Болезненным усилием, напряжением воли, гальванизирующим окаменевшее тело, я перевожу взгляд на абаносовую статую, освещенную луной. Лицо у Нгалы серое — как у вcех негров, бледнеющих от волнения.
Он открывает рот, но губы его дрожат, так что он не может произнести ни звука, а глаза выкатываются так сильно, что их белки покрывают щеки и, кажется, выступают за навес бровей.
— Лнага! — застонал он, попятившись.
Пораженный, я взглянул на Джима. Впервые с тех пор, как мы находились возле стен, приютивших мертвый мир развалин, впервые с тех пор, как луна посылала к нам свои кровавые лучи, я увидел его лицо. Удар был таким сильным, что у меня пересохло во рту. Серые глаза Джима были залиты ярким фиолетовым цветом гриба и даже их белки стали фиолетовыми. Золотые блестки играли в этом фиолетовом море, как живые крошечные существа, независимые от всего остального. Вероятно, на моем лице отразилось тупое удивление, потому что Джим быстро обратился ко мне.
— Не будь дураком, Верной! — сказал он своим обычным тоном. — Глаза тех, кто ест лнагу, становятся лнагой. Иначе как бы, по-твоему, мог догадаться Нгала?
Разноцветные волны, выгибаясь, складывались во все новые композиции, которым позавидовал бы любой художник-абстракционист.

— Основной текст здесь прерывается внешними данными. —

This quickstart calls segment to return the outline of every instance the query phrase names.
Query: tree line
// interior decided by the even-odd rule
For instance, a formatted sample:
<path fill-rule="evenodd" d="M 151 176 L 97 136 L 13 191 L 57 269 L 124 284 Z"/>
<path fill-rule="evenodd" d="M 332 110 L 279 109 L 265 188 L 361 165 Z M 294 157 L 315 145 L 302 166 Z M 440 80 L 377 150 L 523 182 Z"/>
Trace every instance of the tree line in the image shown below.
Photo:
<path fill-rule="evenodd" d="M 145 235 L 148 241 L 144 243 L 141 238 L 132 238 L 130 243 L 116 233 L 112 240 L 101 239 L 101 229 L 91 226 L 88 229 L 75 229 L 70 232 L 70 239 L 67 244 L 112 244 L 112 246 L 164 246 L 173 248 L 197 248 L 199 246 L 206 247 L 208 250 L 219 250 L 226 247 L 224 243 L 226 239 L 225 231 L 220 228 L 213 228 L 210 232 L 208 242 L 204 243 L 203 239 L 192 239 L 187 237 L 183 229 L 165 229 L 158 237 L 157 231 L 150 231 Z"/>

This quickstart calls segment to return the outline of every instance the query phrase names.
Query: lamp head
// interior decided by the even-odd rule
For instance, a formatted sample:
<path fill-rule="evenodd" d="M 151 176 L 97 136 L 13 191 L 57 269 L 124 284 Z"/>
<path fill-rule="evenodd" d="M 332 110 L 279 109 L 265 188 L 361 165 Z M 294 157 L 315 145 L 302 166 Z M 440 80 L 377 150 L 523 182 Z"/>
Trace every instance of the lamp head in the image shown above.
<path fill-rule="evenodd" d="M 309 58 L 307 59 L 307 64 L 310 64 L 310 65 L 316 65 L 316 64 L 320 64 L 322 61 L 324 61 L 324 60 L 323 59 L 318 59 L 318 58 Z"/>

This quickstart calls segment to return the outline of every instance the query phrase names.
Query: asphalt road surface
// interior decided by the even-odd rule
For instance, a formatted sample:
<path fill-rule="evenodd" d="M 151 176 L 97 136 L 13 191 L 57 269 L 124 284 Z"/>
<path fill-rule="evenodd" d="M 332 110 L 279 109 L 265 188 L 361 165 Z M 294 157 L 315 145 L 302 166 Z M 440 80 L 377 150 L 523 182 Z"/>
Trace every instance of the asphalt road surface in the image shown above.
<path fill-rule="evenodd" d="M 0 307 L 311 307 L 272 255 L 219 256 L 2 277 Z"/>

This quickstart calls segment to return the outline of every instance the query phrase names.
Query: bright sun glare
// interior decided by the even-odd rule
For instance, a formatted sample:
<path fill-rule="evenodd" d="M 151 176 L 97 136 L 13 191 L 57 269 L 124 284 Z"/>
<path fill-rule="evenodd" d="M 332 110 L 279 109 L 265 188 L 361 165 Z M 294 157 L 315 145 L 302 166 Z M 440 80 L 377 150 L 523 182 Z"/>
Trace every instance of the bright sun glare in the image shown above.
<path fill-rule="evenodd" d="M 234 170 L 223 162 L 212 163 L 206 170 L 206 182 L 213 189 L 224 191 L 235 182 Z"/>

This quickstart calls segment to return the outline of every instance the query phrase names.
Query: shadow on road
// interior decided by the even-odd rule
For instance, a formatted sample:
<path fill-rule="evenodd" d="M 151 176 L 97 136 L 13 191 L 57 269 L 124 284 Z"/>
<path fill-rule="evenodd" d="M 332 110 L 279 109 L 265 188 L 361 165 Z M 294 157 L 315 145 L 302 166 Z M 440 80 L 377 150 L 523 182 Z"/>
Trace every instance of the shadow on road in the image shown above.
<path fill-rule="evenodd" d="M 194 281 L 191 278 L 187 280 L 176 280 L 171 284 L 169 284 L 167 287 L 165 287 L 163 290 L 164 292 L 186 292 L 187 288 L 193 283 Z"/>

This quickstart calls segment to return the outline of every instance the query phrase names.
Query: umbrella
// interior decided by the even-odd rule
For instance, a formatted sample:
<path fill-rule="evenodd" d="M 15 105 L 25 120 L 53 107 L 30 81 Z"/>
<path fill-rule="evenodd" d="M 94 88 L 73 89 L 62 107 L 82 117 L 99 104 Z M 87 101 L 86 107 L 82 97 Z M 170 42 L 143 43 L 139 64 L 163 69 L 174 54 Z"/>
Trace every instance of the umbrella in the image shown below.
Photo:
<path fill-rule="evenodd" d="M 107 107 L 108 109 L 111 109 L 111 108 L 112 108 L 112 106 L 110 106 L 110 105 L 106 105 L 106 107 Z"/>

— А мои? — спросил я глухим, словно чужим голосом.
— Представь себе… — сказал Джим. — Твои тоже…
Нгала, не решаясь подойти, смотрел на нас с суеверным почтением.
— Человек-лнага всесильный… человек-лнага уже не человек…
Я чувствовал, что звуки уже не вызывают прежнего волшебства красок. Теперь они казались мне более бледными, стертыми, и я подумал, не проходит ли это действие яда; но тут же понял, что звуки, превратившиеся в краски, просто заняли место красок, воплотившихся в звуках.
— Что еще готовит нам лнага? — спросил я с дурацким легкомыслием.
— Не относись к этому так легко, Верной…
Так как Джим сожрал отраву раньше меня, было естественно предположить, что он раньше почувствует ее последствия, и его слова заставили меня насторожиться. — Человек-лнага… — бормотал Нгала. — И луна… полная луна…
Его слова больше не подгоняли карусель красок.
Только глиняные стены поднимались передо мной, залитые лунным светом, и лишь теперь, когда игра разнузданных форм больше не отвлекала моего внимания, я начал постигать их необычайную красоту.